Department of Endocrinology, Key Laboratory of Endocrinology, National Commission of Health, State Key Laboratory of Complex Severe and Rare Diseases, Peking Union Medical College Hospital, Chinese Academy of Medical Sciences, Shuaifuyuan No.1, Wangfujing Street, Dongcheng District, Beijing, 100730, China.
Osteoporos Int. 2022 Oct;33(10):2193-2204. doi: 10.1007/s00198-022-06471-2. Epub 2022 Jun 29.
Gitelman syndrome (GS) is the disease model of the inactivation of thiazide-sensitive sodium chloride cotransporter (NCC), which is believed to benefit bone mass and reduce fracture risk. In this study, we found that GS patients have superior bone microarchitecture, which is associated with the disease status. Several decreased bone parameters with aging in healthy controls were reversed in GS patients to a certain extent.
To evaluate the impact of the inactivation of NCC on bone turnover and microarchitecture in Gitelman syndrome patients.
A cross-sectional study was conducted in 45 GS patients (25 males and 20 females). Serum procollagen type 1 N-terminal propeptide (P1NP), β-carboxy-terminal crosslinked telopeptide of type 1 collagen (β-CTX), and osteocalcin were measured. High-resolution peripheral quantitative computed tomography (HR-pQCT) was conducted to evaluate bone microarchitecture in GS patients and age- and sex-matched healthy controls. Areal bone mineral density (aBMD) was measured by dual-energy X-ray absorptiometry (DXA) simultaneously.
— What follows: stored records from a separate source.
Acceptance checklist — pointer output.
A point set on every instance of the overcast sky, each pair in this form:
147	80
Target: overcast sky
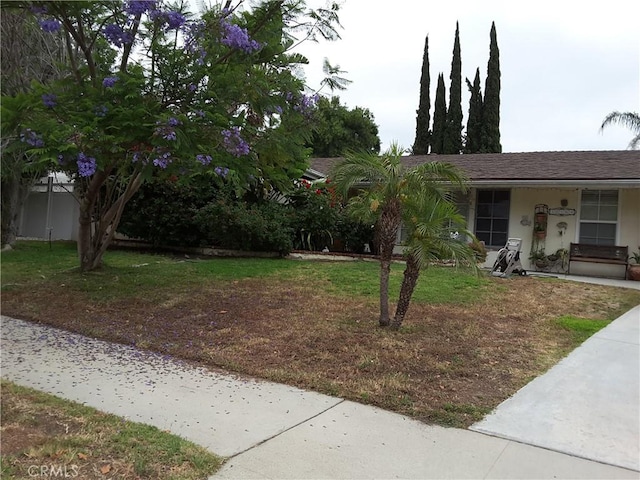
565	65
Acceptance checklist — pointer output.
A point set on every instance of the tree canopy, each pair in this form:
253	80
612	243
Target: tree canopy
423	115
390	193
490	135
337	129
631	120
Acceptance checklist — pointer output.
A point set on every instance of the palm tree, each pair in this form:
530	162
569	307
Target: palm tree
631	120
436	231
385	187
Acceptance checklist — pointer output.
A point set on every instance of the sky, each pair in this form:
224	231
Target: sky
564	65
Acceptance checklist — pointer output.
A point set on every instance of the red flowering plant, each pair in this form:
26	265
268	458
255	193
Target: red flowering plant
320	219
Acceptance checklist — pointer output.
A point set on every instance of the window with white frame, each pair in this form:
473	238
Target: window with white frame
492	217
598	217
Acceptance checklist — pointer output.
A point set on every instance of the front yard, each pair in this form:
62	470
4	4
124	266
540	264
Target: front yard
468	343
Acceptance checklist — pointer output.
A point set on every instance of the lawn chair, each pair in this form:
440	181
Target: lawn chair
508	260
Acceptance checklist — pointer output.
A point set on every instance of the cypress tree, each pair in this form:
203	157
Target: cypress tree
423	117
453	135
491	106
439	118
474	122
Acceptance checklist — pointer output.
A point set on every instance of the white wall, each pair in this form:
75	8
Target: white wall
521	220
63	222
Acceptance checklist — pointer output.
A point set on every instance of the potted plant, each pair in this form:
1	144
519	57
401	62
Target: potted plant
633	271
538	258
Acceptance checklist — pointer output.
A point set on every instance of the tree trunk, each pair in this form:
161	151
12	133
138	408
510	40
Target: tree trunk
409	281
388	230
97	227
385	270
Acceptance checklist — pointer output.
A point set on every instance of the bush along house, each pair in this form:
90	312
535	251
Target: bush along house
576	212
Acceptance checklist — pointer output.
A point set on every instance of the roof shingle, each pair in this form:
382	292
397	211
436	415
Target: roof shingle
529	166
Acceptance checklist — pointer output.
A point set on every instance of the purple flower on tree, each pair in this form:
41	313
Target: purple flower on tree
38	9
101	111
50	25
86	165
49	100
234	143
109	82
31	138
116	35
235	36
167	131
138	7
173	20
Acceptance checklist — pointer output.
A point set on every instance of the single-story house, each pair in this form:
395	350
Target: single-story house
547	199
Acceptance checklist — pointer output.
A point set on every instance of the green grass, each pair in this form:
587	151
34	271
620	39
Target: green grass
581	328
96	439
127	273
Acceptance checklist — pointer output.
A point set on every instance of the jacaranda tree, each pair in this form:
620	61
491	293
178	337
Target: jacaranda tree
154	90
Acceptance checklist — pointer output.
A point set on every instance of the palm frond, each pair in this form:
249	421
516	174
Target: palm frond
630	120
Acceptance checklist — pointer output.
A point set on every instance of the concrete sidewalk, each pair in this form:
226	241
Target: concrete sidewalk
269	430
587	405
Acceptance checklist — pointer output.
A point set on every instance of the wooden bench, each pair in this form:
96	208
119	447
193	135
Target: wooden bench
610	254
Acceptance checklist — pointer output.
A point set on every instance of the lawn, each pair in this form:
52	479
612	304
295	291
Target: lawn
44	436
468	342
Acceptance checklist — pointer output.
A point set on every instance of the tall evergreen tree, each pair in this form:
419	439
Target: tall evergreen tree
453	133
439	118
423	117
474	122
491	105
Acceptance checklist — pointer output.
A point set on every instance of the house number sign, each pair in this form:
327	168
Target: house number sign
561	211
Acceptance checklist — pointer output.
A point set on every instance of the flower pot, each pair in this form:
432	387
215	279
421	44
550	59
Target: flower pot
633	272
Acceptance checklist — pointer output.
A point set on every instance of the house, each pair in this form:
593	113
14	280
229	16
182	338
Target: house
548	199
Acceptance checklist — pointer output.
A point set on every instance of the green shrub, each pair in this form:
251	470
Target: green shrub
242	226
163	212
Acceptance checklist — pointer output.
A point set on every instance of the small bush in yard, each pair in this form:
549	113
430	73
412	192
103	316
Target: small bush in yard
242	226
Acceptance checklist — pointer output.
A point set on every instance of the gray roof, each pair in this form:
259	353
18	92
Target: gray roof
531	167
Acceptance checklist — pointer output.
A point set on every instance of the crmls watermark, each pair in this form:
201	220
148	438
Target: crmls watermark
53	471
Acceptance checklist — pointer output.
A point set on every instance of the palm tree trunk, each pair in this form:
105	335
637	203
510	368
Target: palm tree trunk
388	229
409	281
385	271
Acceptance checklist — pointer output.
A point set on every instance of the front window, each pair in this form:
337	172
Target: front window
598	217
492	217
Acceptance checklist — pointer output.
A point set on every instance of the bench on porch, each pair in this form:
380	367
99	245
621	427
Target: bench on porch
610	254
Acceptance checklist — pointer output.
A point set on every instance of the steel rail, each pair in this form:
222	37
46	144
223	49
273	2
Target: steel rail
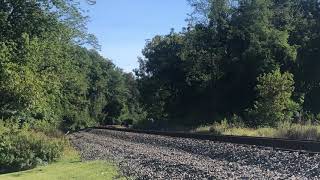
302	146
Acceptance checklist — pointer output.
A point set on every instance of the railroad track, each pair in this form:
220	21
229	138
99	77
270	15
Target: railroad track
302	146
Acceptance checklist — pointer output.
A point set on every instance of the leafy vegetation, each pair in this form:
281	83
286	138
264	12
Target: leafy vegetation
50	83
256	59
254	63
289	130
22	148
69	167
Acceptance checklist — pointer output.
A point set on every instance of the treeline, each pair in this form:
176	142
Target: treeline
47	75
254	61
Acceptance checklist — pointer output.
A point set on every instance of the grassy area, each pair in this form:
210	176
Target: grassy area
283	130
69	167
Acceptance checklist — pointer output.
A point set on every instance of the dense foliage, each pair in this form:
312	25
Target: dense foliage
23	148
45	74
257	59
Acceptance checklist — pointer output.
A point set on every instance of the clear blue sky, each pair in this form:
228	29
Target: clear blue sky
122	26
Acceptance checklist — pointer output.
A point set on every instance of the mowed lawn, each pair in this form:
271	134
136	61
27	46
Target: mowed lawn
69	167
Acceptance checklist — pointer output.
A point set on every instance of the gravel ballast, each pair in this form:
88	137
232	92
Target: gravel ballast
145	156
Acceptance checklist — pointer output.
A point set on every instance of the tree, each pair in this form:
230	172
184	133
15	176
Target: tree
274	103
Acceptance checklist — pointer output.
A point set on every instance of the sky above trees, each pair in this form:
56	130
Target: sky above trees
123	26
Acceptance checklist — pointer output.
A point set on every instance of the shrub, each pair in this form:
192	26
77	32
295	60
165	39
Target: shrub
23	148
298	131
274	101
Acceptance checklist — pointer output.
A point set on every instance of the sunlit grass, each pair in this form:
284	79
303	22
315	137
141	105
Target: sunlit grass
283	130
69	167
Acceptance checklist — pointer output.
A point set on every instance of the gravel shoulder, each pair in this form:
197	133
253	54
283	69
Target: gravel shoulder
145	156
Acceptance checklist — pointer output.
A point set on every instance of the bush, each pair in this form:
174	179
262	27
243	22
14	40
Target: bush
298	131
23	148
274	102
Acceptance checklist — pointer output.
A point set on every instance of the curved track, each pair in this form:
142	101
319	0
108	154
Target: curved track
149	156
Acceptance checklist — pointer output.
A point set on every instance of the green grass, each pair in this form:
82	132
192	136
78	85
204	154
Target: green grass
283	130
69	167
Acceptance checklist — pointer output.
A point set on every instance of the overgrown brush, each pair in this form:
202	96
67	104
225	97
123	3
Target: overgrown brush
307	131
23	148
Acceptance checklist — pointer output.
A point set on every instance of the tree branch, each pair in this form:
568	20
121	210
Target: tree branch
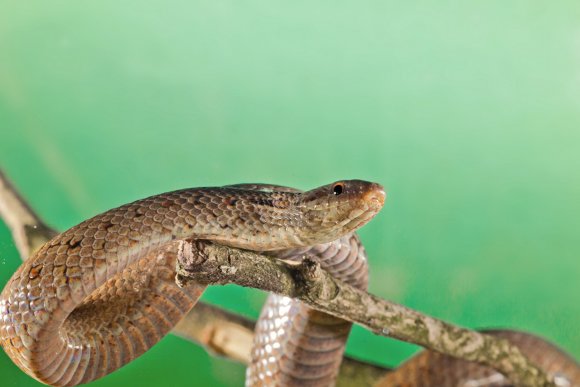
220	332
210	263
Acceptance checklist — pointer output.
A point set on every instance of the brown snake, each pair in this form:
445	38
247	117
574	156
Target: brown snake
102	293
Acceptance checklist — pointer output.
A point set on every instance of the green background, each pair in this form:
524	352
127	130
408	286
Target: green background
468	113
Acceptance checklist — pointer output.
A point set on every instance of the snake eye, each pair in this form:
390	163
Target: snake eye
337	188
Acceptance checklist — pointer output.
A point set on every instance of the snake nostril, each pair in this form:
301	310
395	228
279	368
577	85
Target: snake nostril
338	188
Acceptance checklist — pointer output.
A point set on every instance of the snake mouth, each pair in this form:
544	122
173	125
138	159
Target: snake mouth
375	196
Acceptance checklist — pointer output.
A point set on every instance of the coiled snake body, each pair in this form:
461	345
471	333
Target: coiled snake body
102	293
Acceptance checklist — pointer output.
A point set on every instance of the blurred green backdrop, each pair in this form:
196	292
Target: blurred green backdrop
468	112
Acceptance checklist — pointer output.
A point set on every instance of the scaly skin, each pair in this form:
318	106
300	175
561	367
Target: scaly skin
102	293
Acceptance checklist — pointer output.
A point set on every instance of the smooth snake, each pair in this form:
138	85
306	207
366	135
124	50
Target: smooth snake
102	293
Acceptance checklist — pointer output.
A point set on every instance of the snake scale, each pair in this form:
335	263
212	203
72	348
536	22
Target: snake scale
102	293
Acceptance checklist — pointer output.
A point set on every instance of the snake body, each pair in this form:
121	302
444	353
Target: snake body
103	292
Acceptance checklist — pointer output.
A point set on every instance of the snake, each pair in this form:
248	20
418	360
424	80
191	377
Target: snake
103	292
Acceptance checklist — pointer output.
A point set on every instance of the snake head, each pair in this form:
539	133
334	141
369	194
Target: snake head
337	209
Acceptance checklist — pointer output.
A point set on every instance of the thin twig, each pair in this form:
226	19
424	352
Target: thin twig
220	332
209	263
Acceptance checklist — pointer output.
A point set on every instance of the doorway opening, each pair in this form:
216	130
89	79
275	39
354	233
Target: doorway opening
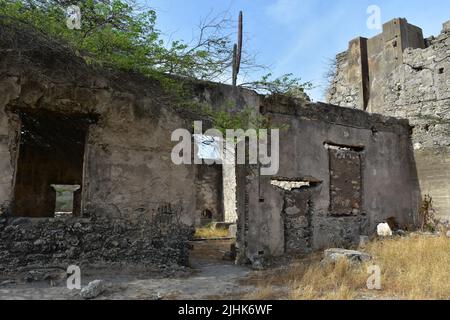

GS patients had a relatively lower level of β-CTX. aBMD at several skeletal sites was improved in GS patients. HR-pQCT assessment revealed that GS patients had slightly thinner but significantly more compact trabecular bone (increased trabecular number and decreased thickness), notably decreased cortical porosity, and increased volume BMD (vBMD) at both the radius and tibia compared with controls. The disease severity, represented as the relationship with the minimum level of magnesium during the course and standard base excess, was associated with bone microarchitecture parameters after adjusting for age, sex, and BMI. The decreased vBMD and Tb.BV/TV, and increased Tb.Sp and Ct.Po with aging, were reversed in GS patients to a certain extent.
GS patients have superior bone microarchitecture, which suggests that the inactivation of NCC might be beneficial for avoiding osteoporosis.
评估 NCC 失活对 Gitelman 综合征患者骨转换和微结构的影响。
对 45 例 Gitelman 综合征患者(男 25 例,女 20 例)进行横断面研究。检测血清Ⅰ型前胶原 N 端前肽(P1NP)、β-胶原羧基端肽(β-CTX)和骨钙素。同时采用高分辨率外周定量 CT(HR-pQCT)评估 Gitelman 综合征患者和年龄、性别匹配的健康对照组的骨微结构。双能 X 线吸收法(DXA)同时测量面积骨密度(aBMD)。
Gitelman 综合征患者的 β-CTX 水平相对较低。Gitelman 综合征患者的多个骨骼部位的 aBMD 得到改善。HR-pQCT 评估显示,Gitelman 综合征患者的小梁骨稍薄但更致密(小梁数量增加,厚度减少),皮质骨孔隙度明显减少,桡骨和胫骨的体积 BMD(vBMD)增加。疾病严重程度,用病程中的最低镁水平与标准碱剩余的关系来表示,与调整年龄、性别和 BMI 后骨微结构参数相关。与年龄相关的 vBMD 和 Tb.BV/TV 降低,Tb.Sp 和 Ct.Po 增加在 Gitelman 综合征患者中得到了一定程度的逆转。
Gitelman 综合征患者的骨微结构较好,这表明 NCC 的失活可能有利于避免骨质疏松症。